Rettungswesen

im Land Brandenburg

Foto: Einsatz Rettungswagen und Rettungshubschrauber (Quelle: ADAC-Luftrettung GmbH)Einsatz Rettungswagen und -hubschrauber, © ADAC-Luftrettung gGmbH Der Rettungsdienst hat die Aufgabe, rund um die Uhr bei medizinischen Notfällen aller Art - Verletzungen, Vergiftungen und Erkrankungen - durch den Einsatz von qualifiziertem Rettungsfachpersonal und den geeigneten Rettungsfahrzeugen rasch und sachgerecht zu helfen und Leben zu retten. Dabei wird unterschieden zwischen dem bodengebundenen Rettungsdienst (mit den Aufgaben Notfallrettung und qualifizierten Krankentransport) und der Luftrettung, die den bodengebundenen Rettungsdienst ergänzt und unterstützt.
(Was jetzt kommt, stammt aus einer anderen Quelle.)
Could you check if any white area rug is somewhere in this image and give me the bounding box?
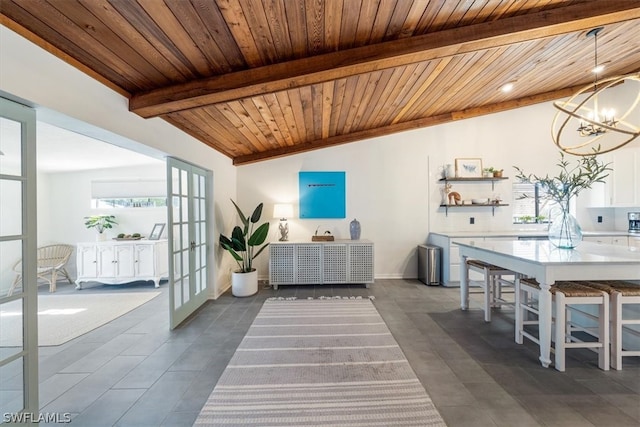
[0,292,160,347]
[195,297,447,426]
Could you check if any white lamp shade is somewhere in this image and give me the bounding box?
[273,203,294,219]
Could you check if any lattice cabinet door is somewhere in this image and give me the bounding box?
[348,243,374,283]
[269,244,295,285]
[296,244,322,283]
[323,244,348,283]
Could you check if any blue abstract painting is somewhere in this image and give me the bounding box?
[299,171,346,218]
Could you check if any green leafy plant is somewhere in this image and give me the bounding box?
[84,215,117,233]
[219,200,270,273]
[514,151,611,208]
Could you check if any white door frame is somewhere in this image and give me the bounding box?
[0,97,39,416]
[167,157,212,329]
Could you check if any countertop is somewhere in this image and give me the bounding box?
[430,230,633,238]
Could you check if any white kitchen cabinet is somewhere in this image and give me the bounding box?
[611,147,639,206]
[269,240,374,289]
[76,240,168,288]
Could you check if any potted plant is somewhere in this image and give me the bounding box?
[84,215,117,241]
[514,151,610,248]
[219,200,270,297]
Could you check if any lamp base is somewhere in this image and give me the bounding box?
[278,221,289,241]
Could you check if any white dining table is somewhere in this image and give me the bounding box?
[454,239,640,370]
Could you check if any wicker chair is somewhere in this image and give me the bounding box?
[9,244,74,295]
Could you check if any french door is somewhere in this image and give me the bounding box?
[0,98,38,417]
[167,158,212,329]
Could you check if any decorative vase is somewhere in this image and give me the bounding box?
[548,203,582,249]
[445,164,455,178]
[350,218,361,240]
[231,269,258,297]
[96,232,107,242]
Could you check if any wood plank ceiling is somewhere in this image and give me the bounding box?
[1,1,639,165]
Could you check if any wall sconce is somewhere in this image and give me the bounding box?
[273,203,293,241]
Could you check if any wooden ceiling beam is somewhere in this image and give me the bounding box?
[130,1,640,118]
[231,85,587,165]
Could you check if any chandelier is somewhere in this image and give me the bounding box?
[551,27,640,155]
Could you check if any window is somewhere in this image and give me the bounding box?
[512,183,558,224]
[91,179,166,209]
[91,197,167,209]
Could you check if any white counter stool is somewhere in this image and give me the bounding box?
[516,278,609,371]
[466,259,517,322]
[579,280,640,370]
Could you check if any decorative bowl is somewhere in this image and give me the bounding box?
[471,198,487,204]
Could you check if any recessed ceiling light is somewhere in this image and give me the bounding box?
[501,82,514,93]
[592,65,604,73]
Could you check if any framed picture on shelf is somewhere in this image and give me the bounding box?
[148,223,165,240]
[455,158,483,178]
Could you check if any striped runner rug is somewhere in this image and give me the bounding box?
[194,297,446,426]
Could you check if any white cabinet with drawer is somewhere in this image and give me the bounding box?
[76,240,168,288]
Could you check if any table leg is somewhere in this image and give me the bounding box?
[538,282,553,368]
[514,274,522,344]
[460,254,469,310]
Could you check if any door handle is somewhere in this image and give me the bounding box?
[190,241,196,251]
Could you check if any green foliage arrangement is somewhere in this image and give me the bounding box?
[514,151,611,208]
[84,215,117,234]
[219,200,270,273]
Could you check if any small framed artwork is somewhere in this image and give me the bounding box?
[148,223,165,240]
[455,158,483,178]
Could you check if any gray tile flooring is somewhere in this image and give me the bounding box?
[28,279,640,426]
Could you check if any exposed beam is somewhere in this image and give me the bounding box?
[130,1,640,118]
[232,85,587,165]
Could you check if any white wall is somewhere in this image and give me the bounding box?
[1,26,237,298]
[35,164,167,279]
[238,95,640,280]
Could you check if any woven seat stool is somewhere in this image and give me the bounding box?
[578,280,640,370]
[516,278,609,371]
[466,259,517,322]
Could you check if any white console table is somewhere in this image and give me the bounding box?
[76,239,168,288]
[269,240,374,289]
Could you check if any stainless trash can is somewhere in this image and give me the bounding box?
[417,244,441,286]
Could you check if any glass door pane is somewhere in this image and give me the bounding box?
[0,98,38,416]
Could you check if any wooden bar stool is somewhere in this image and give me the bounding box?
[466,259,517,322]
[578,280,640,370]
[516,278,609,371]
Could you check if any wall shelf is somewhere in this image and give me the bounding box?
[439,203,509,216]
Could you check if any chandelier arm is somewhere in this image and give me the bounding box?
[551,104,601,150]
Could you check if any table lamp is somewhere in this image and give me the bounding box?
[273,204,293,241]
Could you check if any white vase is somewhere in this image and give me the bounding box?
[96,233,107,242]
[445,164,455,178]
[231,269,258,297]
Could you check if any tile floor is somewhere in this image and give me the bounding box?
[26,279,640,426]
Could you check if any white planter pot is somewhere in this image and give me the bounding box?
[231,269,258,297]
[96,233,107,242]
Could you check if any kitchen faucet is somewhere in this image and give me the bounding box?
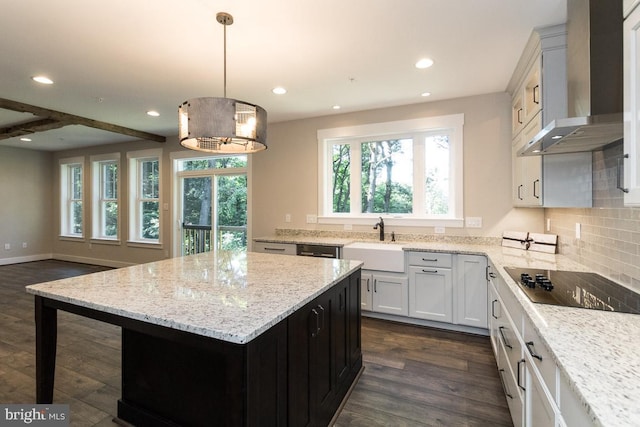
[373,217,384,241]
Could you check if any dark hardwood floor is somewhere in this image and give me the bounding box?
[0,260,512,426]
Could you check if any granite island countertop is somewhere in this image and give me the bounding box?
[256,234,640,427]
[26,250,362,345]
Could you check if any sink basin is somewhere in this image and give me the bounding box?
[342,242,405,272]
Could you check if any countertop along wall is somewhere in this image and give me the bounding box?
[251,91,544,243]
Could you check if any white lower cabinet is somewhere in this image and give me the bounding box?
[408,266,452,322]
[360,270,408,316]
[455,254,488,328]
[487,261,593,427]
[526,364,557,427]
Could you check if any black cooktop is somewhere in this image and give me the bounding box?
[503,267,640,315]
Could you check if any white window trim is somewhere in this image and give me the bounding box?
[91,153,121,243]
[317,114,464,227]
[127,148,162,246]
[59,156,85,239]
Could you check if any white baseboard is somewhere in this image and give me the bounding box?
[362,311,489,336]
[0,253,53,266]
[53,253,135,269]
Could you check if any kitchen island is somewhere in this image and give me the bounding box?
[26,251,363,426]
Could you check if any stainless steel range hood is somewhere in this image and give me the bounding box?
[519,0,623,156]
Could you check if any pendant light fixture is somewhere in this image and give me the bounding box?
[179,12,267,153]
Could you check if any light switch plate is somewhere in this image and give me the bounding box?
[306,214,317,224]
[465,217,482,228]
[285,214,291,223]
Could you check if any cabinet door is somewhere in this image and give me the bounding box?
[513,93,525,137]
[334,278,350,388]
[488,281,501,355]
[523,57,542,124]
[347,272,362,365]
[455,255,488,328]
[408,266,452,322]
[526,365,557,427]
[360,273,373,311]
[372,274,409,316]
[521,114,542,206]
[288,291,335,426]
[624,6,640,205]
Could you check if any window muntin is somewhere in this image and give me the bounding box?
[318,114,464,225]
[91,154,120,240]
[60,157,84,237]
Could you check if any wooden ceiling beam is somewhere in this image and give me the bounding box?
[0,118,67,140]
[0,97,166,143]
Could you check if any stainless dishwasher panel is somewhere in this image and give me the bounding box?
[296,244,341,259]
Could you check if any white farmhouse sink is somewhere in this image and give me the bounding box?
[342,242,405,272]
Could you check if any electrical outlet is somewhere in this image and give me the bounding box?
[4,243,10,250]
[343,224,353,230]
[306,214,317,224]
[285,214,291,223]
[22,242,27,248]
[434,226,445,234]
[575,223,581,239]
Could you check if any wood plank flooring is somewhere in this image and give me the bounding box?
[0,260,513,426]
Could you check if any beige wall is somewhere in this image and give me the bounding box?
[252,92,544,240]
[2,91,548,267]
[546,141,640,291]
[0,146,53,264]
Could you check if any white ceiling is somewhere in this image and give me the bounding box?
[0,0,566,151]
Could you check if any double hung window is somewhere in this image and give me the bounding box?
[91,154,120,240]
[60,157,84,237]
[128,149,162,244]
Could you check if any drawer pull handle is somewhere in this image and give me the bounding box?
[498,369,513,399]
[491,299,499,319]
[525,341,543,361]
[498,326,512,349]
[264,247,285,252]
[422,269,438,274]
[422,258,438,262]
[517,359,526,391]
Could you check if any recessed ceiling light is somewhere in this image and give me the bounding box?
[147,110,160,117]
[20,137,32,142]
[415,58,434,69]
[272,87,287,95]
[421,92,431,97]
[32,76,54,85]
[332,105,341,110]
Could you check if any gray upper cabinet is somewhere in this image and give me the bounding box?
[508,25,592,208]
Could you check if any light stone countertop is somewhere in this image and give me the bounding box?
[257,235,640,427]
[25,250,362,345]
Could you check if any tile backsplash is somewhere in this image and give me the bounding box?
[545,141,640,292]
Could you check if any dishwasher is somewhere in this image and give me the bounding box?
[296,244,341,259]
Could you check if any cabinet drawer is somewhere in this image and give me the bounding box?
[523,314,557,400]
[408,252,452,268]
[253,242,296,255]
[498,337,524,427]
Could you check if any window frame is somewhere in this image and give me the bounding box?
[59,156,85,239]
[127,148,162,246]
[317,114,464,227]
[91,153,120,243]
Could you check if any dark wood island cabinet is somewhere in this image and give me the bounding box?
[27,251,363,427]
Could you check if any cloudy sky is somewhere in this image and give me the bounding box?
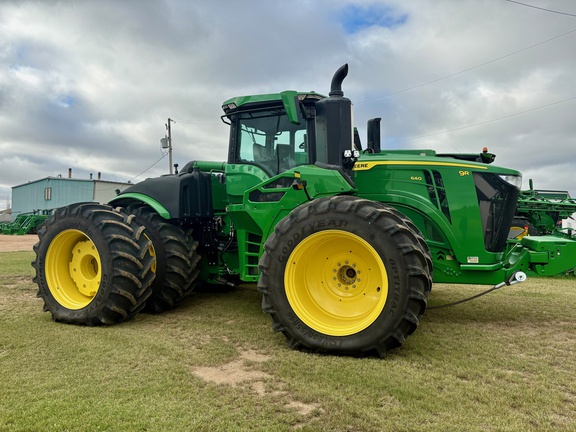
[1,0,575,211]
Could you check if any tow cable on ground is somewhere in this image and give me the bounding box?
[427,271,527,310]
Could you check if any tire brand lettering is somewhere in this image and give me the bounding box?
[278,219,348,262]
[285,311,342,348]
[388,259,401,314]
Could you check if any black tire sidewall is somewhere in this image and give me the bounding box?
[124,205,169,286]
[122,204,200,311]
[36,213,119,323]
[264,199,416,353]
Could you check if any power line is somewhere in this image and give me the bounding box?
[389,95,576,144]
[358,27,576,104]
[115,118,222,185]
[505,0,576,17]
[127,152,168,183]
[171,118,224,126]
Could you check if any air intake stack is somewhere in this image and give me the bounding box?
[314,64,357,175]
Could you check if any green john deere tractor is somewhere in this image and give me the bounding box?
[32,64,576,356]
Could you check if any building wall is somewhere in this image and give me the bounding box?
[12,177,133,215]
[12,178,94,215]
[93,181,132,204]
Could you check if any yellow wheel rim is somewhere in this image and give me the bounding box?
[144,233,157,274]
[45,229,102,310]
[285,230,388,336]
[510,225,528,239]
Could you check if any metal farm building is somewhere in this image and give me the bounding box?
[11,175,131,216]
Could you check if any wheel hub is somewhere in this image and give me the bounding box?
[335,262,359,288]
[69,240,101,297]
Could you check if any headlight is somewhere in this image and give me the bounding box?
[499,174,522,190]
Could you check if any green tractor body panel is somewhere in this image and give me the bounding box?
[519,236,576,276]
[353,151,576,282]
[225,164,356,281]
[353,151,524,284]
[222,90,325,125]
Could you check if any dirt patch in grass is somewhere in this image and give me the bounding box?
[193,349,272,386]
[0,235,38,252]
[192,348,322,417]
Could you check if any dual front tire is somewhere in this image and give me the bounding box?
[33,202,200,325]
[32,203,155,325]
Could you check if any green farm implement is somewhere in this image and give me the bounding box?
[1,211,51,235]
[512,179,576,238]
[32,65,576,356]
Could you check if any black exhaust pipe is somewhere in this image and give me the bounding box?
[329,64,349,97]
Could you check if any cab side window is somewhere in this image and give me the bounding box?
[236,109,309,176]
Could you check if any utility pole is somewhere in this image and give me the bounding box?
[166,118,174,174]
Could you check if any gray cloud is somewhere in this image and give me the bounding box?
[1,0,575,209]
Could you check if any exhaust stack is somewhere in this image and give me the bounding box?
[314,64,356,177]
[329,63,348,97]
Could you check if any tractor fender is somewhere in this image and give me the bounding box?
[109,193,171,219]
[109,170,213,220]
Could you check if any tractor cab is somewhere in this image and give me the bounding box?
[221,64,358,206]
[222,92,322,178]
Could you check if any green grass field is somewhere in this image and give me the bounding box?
[1,250,575,431]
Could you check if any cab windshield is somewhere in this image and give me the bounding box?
[236,108,309,176]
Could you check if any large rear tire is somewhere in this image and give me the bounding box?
[32,203,155,325]
[258,196,432,357]
[122,204,200,312]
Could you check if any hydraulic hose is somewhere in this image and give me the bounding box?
[428,271,527,310]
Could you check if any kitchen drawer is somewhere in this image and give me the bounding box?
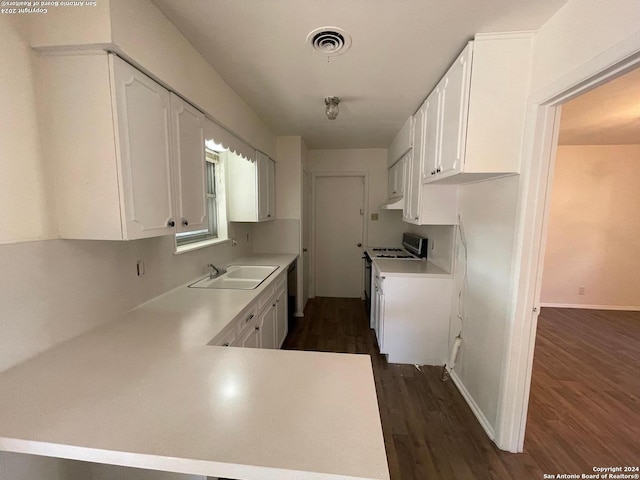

Für den bodengebundenen Rettungsdienst sind die Landkreise und kreisfreien Städte zuständig und das Land für die Luftrettung (Träger des Rettungsdienstes). Eine Bergrettung gibt es in Brandenburg nicht. Wasserrettung wird überwiegend von Hilfsorganisationen und öffentlichen Feuerwehren durchgeführt.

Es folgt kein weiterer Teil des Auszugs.